Monday, December 7, 2020
Kickers Running Roughshod Over NFL
In 1977, NFL kickers made just 58.3% of their field goal attempts.
That's exactly 7 out of 12.
In 2019, that percentage was 81.6%.
Clearly, something needs to be done about this.
How many times does a team get a takeaway or kick return, only to see their offense come onto the field and go three and out, yet the ball is nonetheless in good enough field position to make a long field goal?
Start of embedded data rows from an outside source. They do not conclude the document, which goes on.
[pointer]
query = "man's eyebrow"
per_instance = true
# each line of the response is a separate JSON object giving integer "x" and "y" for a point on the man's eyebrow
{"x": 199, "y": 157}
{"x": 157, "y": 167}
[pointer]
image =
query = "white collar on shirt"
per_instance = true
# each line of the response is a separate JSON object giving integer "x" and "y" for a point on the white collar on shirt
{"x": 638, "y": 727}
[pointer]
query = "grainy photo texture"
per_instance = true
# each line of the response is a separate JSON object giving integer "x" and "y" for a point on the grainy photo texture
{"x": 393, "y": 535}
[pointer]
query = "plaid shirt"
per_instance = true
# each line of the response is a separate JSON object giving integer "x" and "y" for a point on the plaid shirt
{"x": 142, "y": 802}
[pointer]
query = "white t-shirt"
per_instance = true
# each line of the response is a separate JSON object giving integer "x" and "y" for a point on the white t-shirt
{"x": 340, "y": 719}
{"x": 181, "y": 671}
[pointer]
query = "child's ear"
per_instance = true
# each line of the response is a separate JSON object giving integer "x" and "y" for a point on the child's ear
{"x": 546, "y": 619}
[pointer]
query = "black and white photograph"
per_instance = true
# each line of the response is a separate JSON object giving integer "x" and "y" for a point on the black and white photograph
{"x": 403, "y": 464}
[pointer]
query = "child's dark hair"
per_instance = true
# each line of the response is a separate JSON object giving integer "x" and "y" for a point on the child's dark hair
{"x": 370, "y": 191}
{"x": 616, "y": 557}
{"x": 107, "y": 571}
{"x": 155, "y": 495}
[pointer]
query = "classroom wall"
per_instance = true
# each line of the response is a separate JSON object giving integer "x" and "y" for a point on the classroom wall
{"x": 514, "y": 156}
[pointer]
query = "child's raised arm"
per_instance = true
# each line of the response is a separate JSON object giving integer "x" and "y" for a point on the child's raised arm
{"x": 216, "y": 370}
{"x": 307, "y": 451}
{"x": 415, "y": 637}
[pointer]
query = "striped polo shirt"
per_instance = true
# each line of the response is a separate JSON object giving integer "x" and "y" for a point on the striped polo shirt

It unfairly makes the defense look bad for "allowing" the field goal.
Doing these four things will make kickers less dominant:
First, narrow the goal posts, from the current 18 1/2 feet to 15 feet.
Second, raise the crossbar, from the current 10 feet off the ground to 12 feet.
Third, extend the goal posts from the current 35 feet up from the crossbar to at least 40 feet, if not 45 feet, the idea being that this will produce more "doinks," and therefore, more missed field goals.
And leaving the best, and most "radical," for last, change the rule governing where the ball is spotted following a missed field goal, which has already been done twice within the last 46 years:
Prior to 1974, a missed field goal was a touchback unless the opposing team attempted to return it; that year, the rule was changed so that the ball would be spotted at the line of scrimmage, from where the ball was snapped (the goal posts themselves were also concomitantly moved from the crossbar being situated directly above the goal line to the crossbar being situated directly above the end line, as it is today).
This was changed again, two decades later, to missed field goals getting spotted where the ball was kicked.
To encourage teams to "go for it" on fourth down more often, spot the ball at the 50-yard line following a missed field goal, unless the unsuccessful attempt was from more than 60 yards out, in which case the spot of the kick would continue to be used.
Do we really need a repeat of Garo Yepremian's 6 field goals that enabled the Lions to edge the Vikings 32-31 in a game in 1966, prompting Minnesota head coach Norm Van Brocklin, who made baseball's Gene Mauch, who managed the Phillies at that time, seem like Clark Kent (and not Superman) by comparison, to famously wonder aloud that "maybe we should tighten the immigration laws?"
Van Brocklin's frustration seems perfectly understandable in retrospect, even if his choice of words most decidedly wasn't.
It's time for the NFL's Competition Committee to say to these kickers, "Put that in your pipe and smoke it."